CS 251: Lab #5

Lab 5: Principal Component Analysis

Project due Friday night Mar 20, 2014

The goal of this week's lab is to add the capability to execute a principal component analysis (PCA) on a data set.


Tasks

Executing a PCA analysis creates three things. First, it generates the eigenvectors, which specify a new basis, or set of axes, for the data. Second, it generates the eigenvalues, which indicate how important each eigenvector is to representing the data. Third, projecting the data from its original data space into the PCA space generates a set of transformed data.

Because the transformed data is, for all intents and purposes, a new data set, it makes sense to use a Data object to hold it. However, we need to extend that Data object to include fields for the mean values, eigenvectors and eigenvalues, as well as information such as the set of columns used for the analysis. Therefore, it makes sense to extend the Data class and create a child class, PCAData class, that will hold the results of a PCA analysis.

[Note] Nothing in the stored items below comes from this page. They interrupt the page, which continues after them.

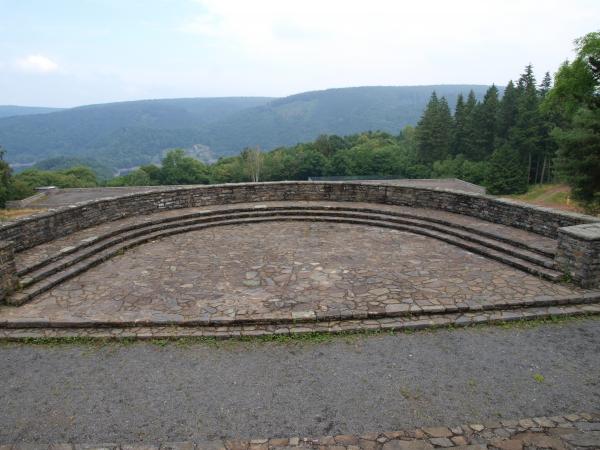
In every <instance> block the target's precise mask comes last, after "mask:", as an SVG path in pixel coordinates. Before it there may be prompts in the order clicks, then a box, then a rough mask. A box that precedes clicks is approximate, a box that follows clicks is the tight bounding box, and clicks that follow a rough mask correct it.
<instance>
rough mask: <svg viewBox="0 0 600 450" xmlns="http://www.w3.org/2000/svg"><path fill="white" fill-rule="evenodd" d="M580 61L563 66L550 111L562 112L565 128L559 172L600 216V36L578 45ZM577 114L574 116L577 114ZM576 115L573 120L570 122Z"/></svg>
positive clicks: (563, 132) (575, 190) (560, 72)
mask: <svg viewBox="0 0 600 450" xmlns="http://www.w3.org/2000/svg"><path fill="white" fill-rule="evenodd" d="M575 43H576V44H577V49H578V54H577V58H576V59H575V60H574V61H573V63H572V64H570V65H563V66H562V67H561V70H560V71H559V72H558V73H557V76H556V78H555V83H554V87H553V88H552V90H551V91H550V92H549V93H548V99H549V101H548V103H546V107H548V108H560V105H559V104H557V102H556V99H558V98H563V99H564V100H565V101H566V102H568V107H567V108H565V109H559V112H560V113H561V116H562V118H563V121H564V122H566V124H565V125H563V126H561V127H557V128H556V129H555V130H554V131H553V133H552V136H553V137H554V138H555V139H556V142H557V144H558V158H557V159H558V161H557V163H558V168H559V170H560V172H561V173H562V175H563V176H564V178H565V179H566V180H567V182H568V183H569V184H570V185H571V188H572V190H573V197H574V198H575V199H578V200H580V201H581V202H583V204H584V206H585V207H586V209H587V210H588V211H590V212H592V213H598V212H600V32H595V33H588V34H587V35H585V36H584V37H582V38H580V39H578V40H576V41H575ZM573 111H574V112H573ZM571 114H572V120H571V121H570V122H569V121H568V118H569V116H570V115H571Z"/></svg>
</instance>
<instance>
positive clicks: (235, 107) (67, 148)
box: [0, 85, 486, 169]
mask: <svg viewBox="0 0 600 450" xmlns="http://www.w3.org/2000/svg"><path fill="white" fill-rule="evenodd" d="M470 89H473V90H474V92H475V94H476V96H477V97H478V98H479V97H481V96H482V95H483V92H484V91H485V89H486V86H460V85H459V86H416V87H360V88H346V89H330V90H326V91H317V92H307V93H303V94H298V95H293V96H290V97H286V98H282V99H275V100H273V99H270V98H263V97H261V98H234V97H232V98H215V99H210V98H204V99H202V98H200V99H174V100H145V101H137V102H124V103H110V104H104V105H92V106H85V107H79V108H72V109H67V110H63V111H59V112H56V113H51V114H44V115H34V116H24V117H9V118H5V119H0V143H1V144H2V145H3V147H4V148H5V149H6V151H7V159H8V161H10V162H13V163H28V162H36V161H40V160H43V159H47V158H52V157H58V156H77V157H92V158H94V159H96V160H97V162H98V163H100V164H102V165H106V166H108V167H111V168H113V169H117V168H126V167H132V166H136V165H140V164H147V163H149V162H152V161H154V160H155V159H156V157H157V155H160V154H161V153H163V151H164V150H165V149H170V148H176V147H183V148H188V147H191V146H193V145H195V144H202V145H206V146H208V147H210V148H211V150H212V152H213V154H214V155H216V156H223V155H234V154H237V153H239V152H240V151H241V150H243V149H244V148H245V147H249V146H256V145H258V146H260V147H261V148H263V149H265V150H270V149H273V148H275V147H278V146H282V145H293V144H296V143H297V142H302V141H308V140H312V139H315V138H316V137H317V136H319V135H320V134H350V133H357V132H361V131H365V130H383V131H388V132H391V133H398V132H399V131H400V130H401V129H402V128H403V127H404V126H406V125H414V124H415V123H416V122H417V120H418V119H419V116H420V114H421V112H422V111H423V108H424V107H425V105H426V103H427V100H428V99H429V96H430V95H431V92H432V91H434V90H436V91H437V92H438V93H440V95H445V96H446V97H447V98H448V100H449V102H450V104H453V103H454V102H455V101H456V97H457V96H458V94H459V93H460V92H464V91H467V92H468V91H469V90H470Z"/></svg>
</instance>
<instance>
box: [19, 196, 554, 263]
mask: <svg viewBox="0 0 600 450" xmlns="http://www.w3.org/2000/svg"><path fill="white" fill-rule="evenodd" d="M261 205H265V206H269V207H286V206H303V207H332V208H333V207H346V208H368V209H370V210H378V211H381V212H384V213H395V214H408V215H411V216H416V217H422V218H425V219H429V220H437V221H445V222H449V223H452V224H455V225H457V226H462V227H467V228H469V229H475V230H479V231H483V232H486V233H490V234H492V235H495V236H499V237H501V238H504V239H508V240H510V241H514V242H517V243H521V244H523V245H526V246H529V247H532V248H536V249H539V250H540V251H543V252H547V253H554V251H555V250H556V241H555V240H554V239H550V238H547V237H544V236H540V235H537V234H534V233H530V232H527V231H525V230H520V229H516V228H512V227H508V226H505V225H499V224H495V223H492V222H486V221H484V220H481V219H476V218H474V217H469V216H464V215H461V214H454V213H449V212H444V211H439V210H433V209H426V208H411V207H404V206H393V205H384V204H373V203H360V202H266V203H262V204H261ZM256 206H257V204H256V203H237V204H231V205H218V206H209V207H199V208H186V209H178V210H171V211H165V212H160V213H156V214H151V215H147V216H136V217H130V218H126V219H121V220H117V221H113V222H109V223H105V224H102V225H98V226H95V227H90V228H87V229H85V230H81V231H79V232H76V233H72V234H70V235H69V236H65V237H63V238H60V239H56V240H54V241H51V242H48V243H45V244H41V245H38V246H36V247H34V248H31V249H29V250H25V251H23V252H20V253H18V254H17V255H16V261H17V267H18V268H19V270H21V269H23V268H25V267H29V266H33V265H35V264H36V263H39V262H40V261H43V260H44V259H46V258H48V257H51V256H53V255H56V254H58V253H60V252H61V250H63V249H68V248H69V247H73V246H76V245H79V244H81V243H82V242H83V241H85V240H88V239H91V238H94V237H97V236H101V235H103V234H105V233H110V232H114V231H115V230H118V229H123V228H126V227H129V226H134V225H140V224H146V223H149V222H151V221H154V220H158V219H168V218H176V217H182V216H184V215H189V214H194V213H199V212H202V211H223V212H227V211H231V210H234V209H240V208H254V207H256Z"/></svg>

  1. Implement a new class PCAData that is derived from the Data class. You can put this new class into your data.py file or create a new file for it. The class should use the same fields as the parent class to store the original and projected data (treated as one set of numeric columns). It should add fields to store the eigenvalues (numpy matrix or list), the eigenvectors (numpy matrix), the mean data values (numpy matrix), and the projected data (numpy matrix).

    You will need to make sure that all of the fields of the Data class get populated when you create the PCAData class, including the field that holds the raw data.

    For test files to work, your PCAData class must support the following methods. You can make whatever other methods you feel will be useful.

    • get_eigenvalues() - Return a copy of the eigenvalues in a numpy matrix. The return value is a single-row matrix.
    • get_eigenvectors() - Return a copy of the eigenvectors in a numpy matrix. Each eigenvector is a column.
    • get_data_mean() - Return a single-row matrix containing the mean of each numeric column in the original data.
    • get_pca_headers() - Return a list of strings naming the headers of the columns that contain the data projected onto the principal components.
    • get_data_headers() - Return a list of strings naming the headers of the columns that contain the original data.

    If you would like to copy/paste/modify Stephanie's code, it is here. If you have used the suggested field names and meanings given in the instructions for project 2, this will be straight forward. If not, it may be easier to write your own code from scratch.

    Test your PCAData class with this file.

  2. Implement a function/method pca in your analysis file/class. The function should take in a list of column IDs and return a PCAData object with the set of source columns, eigenvalues, eigenvectors, and projected data within it.

    If you run this test file on this data file, then you should get this result. Note that you will need to make some modifications to the test code if you have used different methods/fields in your Data class than those used by Stephanie.


When you are done with the lab exercises, you may start on the rest of the project.